Mayo researchers describe measles viral protein movement
Mayo Clinic researchers have shown that proteins on the surface of a cell twist a viral protein into position, allowing the virus to start infection and cause disease, all in a movement as graceful as a ballroom dance. The findings appear in the current online issue of Nature Structural & Molecular Biology.
A team led by Roberto Cattaneo, Ph.D., a Mayo molecular biologist, describes the crucial initial steps taken by attachment proteins of the measles virus and related respiratory viruses with their cellular partners, the receptors. To get there, the research team built "handles" at different locations on a viral attachment protein, allowing them to be grabbed by an artificial receptor to start the dance.
Visualize the measles virus. It is small and has an outer "envelope" with two proteins, one that interacts with a cellular receptor, its dance partner, and another that fuses the viral envelope with the cell membrane, starting infection.
Measles virus, while long targeted for eradication through vaccination, still affects 10 million people and kills some 197,000 each year around the world. A long-running question is how the cell entry process begins.
"It was known that the viral attachment proteins always come in pairs, and recently it became clear that two pairs form a quartet," Dr. Cattaneo says. "Pairs initially face each other, and we show here that the upper bodies separate when the dance begins. We suggest that they then engage a partner from the other pair of the quartet, while the legs are still dancing with those of the original partner."
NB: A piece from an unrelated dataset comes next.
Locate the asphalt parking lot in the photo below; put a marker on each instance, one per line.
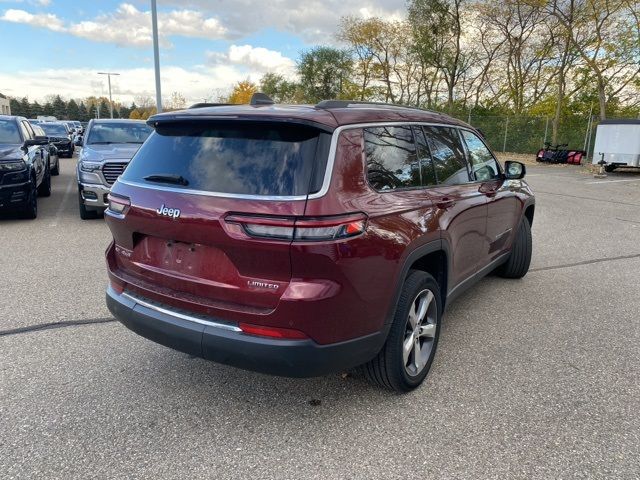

As this dance continues, the cellular receptors weaken the layer of attachment proteins that protects a lower layer of fusion proteins. When enough quartets become twisted and unstable, the top layer fails abruptly. This failure causes unfolding of the proteins in the lower layer, and, in turn, fusion with the cellular membrane. The viral genome, now inside the cell, tells it to stop dividing and mandates the building of new viruses.
Dr. Cattaneo has studied viruses for three decades, primarily as tools for new medical discoveries. Viruses, he says, can be transformed into vectors to treat disease. In 1999, he joined Mayo Clinic as a founding member of the Molecular Medicine Department. To date, two viral vectors developed at Mayo Clinic are in clinical trials to treat ovarian cancer, glioma and myeloma.